At his feet the patchy grass between the oleanders was littered with debris from passing cars: cigarette packets, a fast-food carton, flyers from a restaurant. A child’s doll lay among the litter, the face smudged, the pink dress greying. No place, he supposed, to stop the car and go back to retrieve that doll, even if the child was howling.

The forensics guy was stripping off his latex gloves, and Pietro was shaking his hand. As the man walked back to his car, he gave Sandro an incurious glance; Sandro didn’t recognize him but then he was young, only thirty perhaps.

‘Where’s your partner?’ asked Sandro, trying not to sound surly. ‘You’ve got a partner on this, right?’

‘Matteucci,’ said Pietro with a weary smile. ‘Sent him off to clear his head, get a glass of water. I thought he was going to throw up: he’s not used to this. Came from a desk job in Modena.’ He loosened his collar. ‘And I can do without him breathing down my neck.’

Sandro nodded towards the tent, ‘When did you find him?’

Pietro nudged his cap back on his head, his forehead gleaming with sweat; over his shoulder on the barracks wall Sandro could see a tower with the red lights of a digital display, reading forty-one degrees. You could die out here, thought Sandro. He stepped further into the shade of the thin trees, the earth gritty and dusty underfoot. You could hear the river, a sluggish gurgle fifty metres to the south. The air was thick with mosquitoes.

‘About ten this morning,’ said Pietro wearily. ‘A kid in a high vehicle, some kind of people carrier, on their way to the country, he saw it. Seventeen years old. Got completely hysterical, according to the parents; they thought he was imagining it, or making it up, or it was just a drunk sleeping it off. Same thing everyone else obviously thought. But the kid just wouldn’t shut up, until they called the police.’
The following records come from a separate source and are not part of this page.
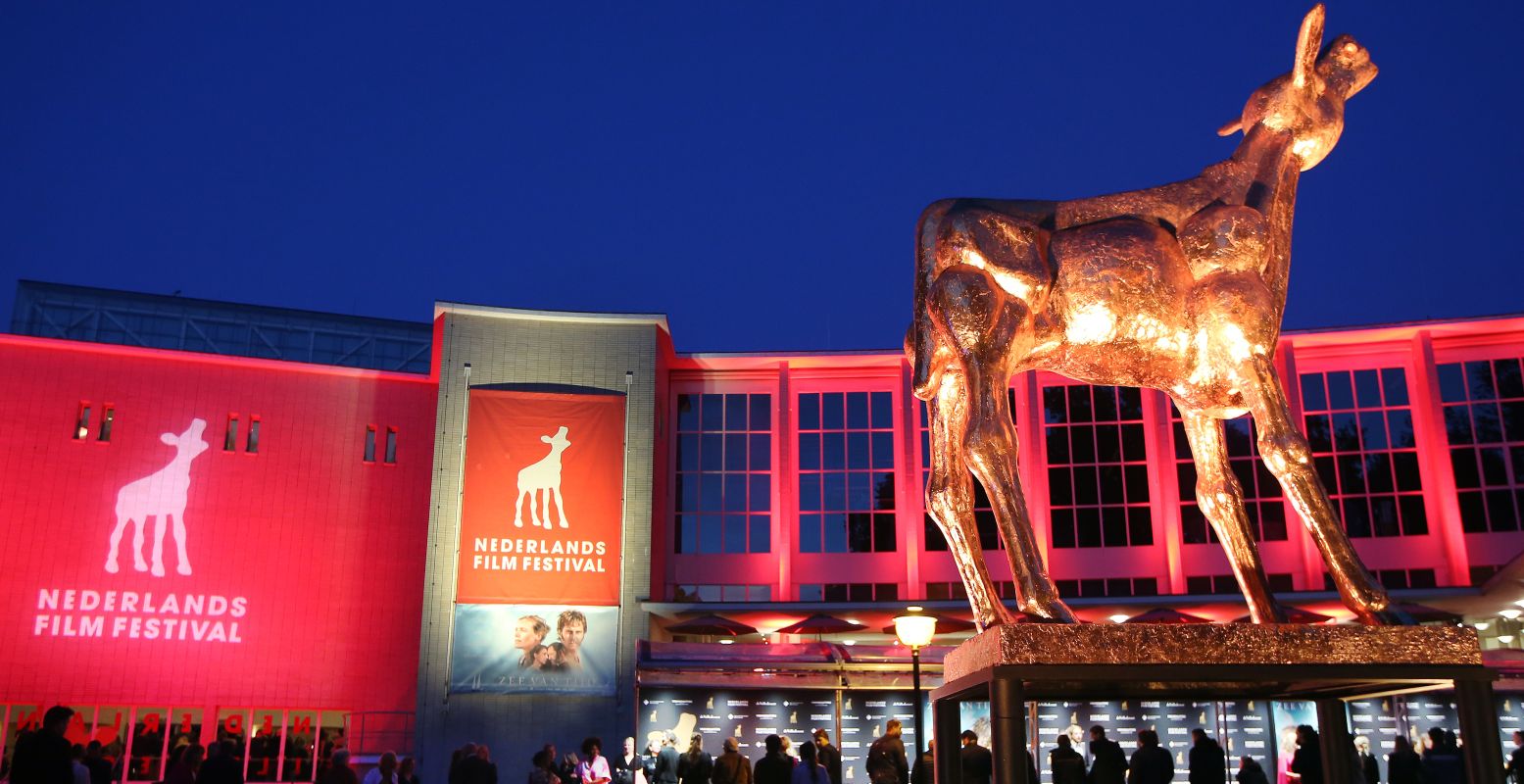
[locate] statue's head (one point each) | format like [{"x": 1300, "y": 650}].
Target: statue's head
[{"x": 1307, "y": 104}]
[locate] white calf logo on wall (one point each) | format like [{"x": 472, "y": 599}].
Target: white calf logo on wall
[
  {"x": 162, "y": 495},
  {"x": 543, "y": 476}
]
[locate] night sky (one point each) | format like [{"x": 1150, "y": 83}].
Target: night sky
[{"x": 753, "y": 170}]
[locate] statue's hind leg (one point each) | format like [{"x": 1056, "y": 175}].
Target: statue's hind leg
[
  {"x": 1221, "y": 501},
  {"x": 988, "y": 326},
  {"x": 1288, "y": 457},
  {"x": 950, "y": 498}
]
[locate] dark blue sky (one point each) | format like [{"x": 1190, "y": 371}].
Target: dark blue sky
[{"x": 753, "y": 170}]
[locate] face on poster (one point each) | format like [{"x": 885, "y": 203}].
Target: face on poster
[
  {"x": 541, "y": 507},
  {"x": 516, "y": 649}
]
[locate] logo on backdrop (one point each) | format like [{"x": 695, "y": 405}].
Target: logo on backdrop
[
  {"x": 161, "y": 495},
  {"x": 543, "y": 476},
  {"x": 562, "y": 542},
  {"x": 110, "y": 612}
]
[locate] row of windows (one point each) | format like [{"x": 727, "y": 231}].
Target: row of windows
[
  {"x": 1358, "y": 424},
  {"x": 247, "y": 444},
  {"x": 270, "y": 745}
]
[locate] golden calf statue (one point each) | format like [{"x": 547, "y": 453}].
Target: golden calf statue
[{"x": 1177, "y": 288}]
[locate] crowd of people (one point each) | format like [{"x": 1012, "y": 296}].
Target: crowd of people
[{"x": 46, "y": 757}]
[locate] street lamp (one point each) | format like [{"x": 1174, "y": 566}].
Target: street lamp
[{"x": 914, "y": 629}]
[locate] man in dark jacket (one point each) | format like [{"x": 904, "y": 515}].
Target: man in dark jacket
[
  {"x": 666, "y": 760},
  {"x": 975, "y": 760},
  {"x": 1151, "y": 764},
  {"x": 1108, "y": 762},
  {"x": 828, "y": 756},
  {"x": 886, "y": 757},
  {"x": 1208, "y": 764},
  {"x": 776, "y": 767},
  {"x": 43, "y": 756},
  {"x": 222, "y": 767},
  {"x": 1067, "y": 764},
  {"x": 1367, "y": 761},
  {"x": 732, "y": 766}
]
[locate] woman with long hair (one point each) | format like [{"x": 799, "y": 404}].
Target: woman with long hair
[
  {"x": 697, "y": 764},
  {"x": 810, "y": 770}
]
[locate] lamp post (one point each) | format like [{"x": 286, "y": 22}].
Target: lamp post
[{"x": 914, "y": 629}]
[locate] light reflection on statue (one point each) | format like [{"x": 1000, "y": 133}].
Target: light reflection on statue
[{"x": 1177, "y": 288}]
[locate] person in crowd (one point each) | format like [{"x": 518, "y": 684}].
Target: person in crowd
[
  {"x": 1108, "y": 762},
  {"x": 1065, "y": 762},
  {"x": 626, "y": 762},
  {"x": 43, "y": 756},
  {"x": 828, "y": 756},
  {"x": 666, "y": 760},
  {"x": 1369, "y": 767},
  {"x": 1515, "y": 767},
  {"x": 975, "y": 760},
  {"x": 810, "y": 770},
  {"x": 886, "y": 757},
  {"x": 1306, "y": 761},
  {"x": 1403, "y": 764},
  {"x": 648, "y": 761},
  {"x": 1252, "y": 772},
  {"x": 384, "y": 772},
  {"x": 529, "y": 633},
  {"x": 595, "y": 766},
  {"x": 221, "y": 767},
  {"x": 338, "y": 770},
  {"x": 1151, "y": 764},
  {"x": 695, "y": 764},
  {"x": 924, "y": 767},
  {"x": 774, "y": 766},
  {"x": 184, "y": 770},
  {"x": 567, "y": 767},
  {"x": 541, "y": 769},
  {"x": 99, "y": 767},
  {"x": 1442, "y": 762},
  {"x": 1207, "y": 761},
  {"x": 76, "y": 764},
  {"x": 732, "y": 766}
]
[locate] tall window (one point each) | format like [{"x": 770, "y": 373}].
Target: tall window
[
  {"x": 1359, "y": 426},
  {"x": 846, "y": 471},
  {"x": 1098, "y": 471},
  {"x": 1485, "y": 421},
  {"x": 1262, "y": 499},
  {"x": 724, "y": 473},
  {"x": 983, "y": 512}
]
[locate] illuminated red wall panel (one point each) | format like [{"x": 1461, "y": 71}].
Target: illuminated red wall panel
[{"x": 305, "y": 560}]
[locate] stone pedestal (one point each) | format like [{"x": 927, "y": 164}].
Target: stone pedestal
[{"x": 1018, "y": 663}]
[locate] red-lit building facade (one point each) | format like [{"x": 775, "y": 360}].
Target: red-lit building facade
[{"x": 319, "y": 540}]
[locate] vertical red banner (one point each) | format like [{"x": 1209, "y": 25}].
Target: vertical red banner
[{"x": 541, "y": 510}]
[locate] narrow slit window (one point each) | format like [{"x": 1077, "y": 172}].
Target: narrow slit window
[{"x": 82, "y": 422}]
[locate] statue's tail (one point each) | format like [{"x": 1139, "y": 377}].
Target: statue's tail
[{"x": 920, "y": 340}]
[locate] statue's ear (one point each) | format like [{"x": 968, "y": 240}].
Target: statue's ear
[{"x": 1307, "y": 43}]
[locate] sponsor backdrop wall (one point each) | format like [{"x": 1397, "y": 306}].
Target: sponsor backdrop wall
[
  {"x": 157, "y": 553},
  {"x": 567, "y": 361}
]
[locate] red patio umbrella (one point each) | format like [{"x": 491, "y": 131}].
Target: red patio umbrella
[
  {"x": 1296, "y": 615},
  {"x": 713, "y": 625},
  {"x": 820, "y": 624},
  {"x": 1164, "y": 615}
]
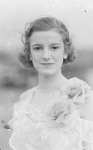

‘All right,’ said Sandro, thinking. ‘Anything yet?’ He nodded towards the forensics man, climbing into his car. ‘Preliminary findings?’ He knew there would be some. ‘Time and cause of death?’

Pietro grimaced. ‘Cause of death? Well, you’ll see.’

‘Ah.’ Sandro was in no hurry to go in the tent. ‘Time?’

‘He’d been there a while — I mean, considering. Three days at least.’

Sandro tilted his head back and looked up through the branches at the pale blue-white sky. ‘Considering?’ he said. ‘Ah. You mean, considering he’s out here in the open. Thousands of vehicles must have passed him, in three days.’

‘Maybe four,’ said Pietro.

Sandro stilled his head, searching the sky for cloud — real cloud. A good tower of raincloud building to the west over the Apuan Alps, cumulonimbus, the signal of the blessed summer rainstorm.

‘So, Saturday or Sunday,’ he said, still staring up. ‘No earlier than that?’

‘The heat makes it hard to tell,’ said Pietro, his voice so low Sandro had to strain to hear. ‘That — oh, you know. Accelerates decomposition. Especially in the dirt, and with the humidity.’

‘I know,’ said Sandro.

‘Pathology’s coming back to get him, anyway,’ said Pietro. ‘We’ll know more when they’ve autopsied him. Insect activity should do it. And there’ll be a toxicology report.’

‘It’s OK,’ said Sandro. ‘It’s just — well. My guy was seen Friday night. If it’s more than five days, then it isn’t him.’

But it’s still someone, he thought. It’s a husband or father.

‘Have you been in touch with the family?’ he said.

‘Trying to trace them,’ said Pietro. ‘Got a home address and phone number but there’s no one there.’

‘Assuming it’s his ID, not stolen, then I think they’re in Monterosso,’ said Sandro, jerking his head north. ‘It’s in the Cinque Terre. Holiday house. He’s supposed to be on holiday. He’s not supposed to be here.’

Pietro shook his head, barely perceptibly. ‘I think it’s his ID,’ he said. ‘He doesn’t look like a mugger: not wearing those shoes. Silk socks too, for that matter.’

The forensics guy’s car revved, his hand came out of the window in thanks to a car that was allowing him out, and he was gone. Watching the car disappear into the traffic, Pietro narrowed his eyes. ‘Do you want to see the body, then?’ he said. ‘They’ll be here for him soon.’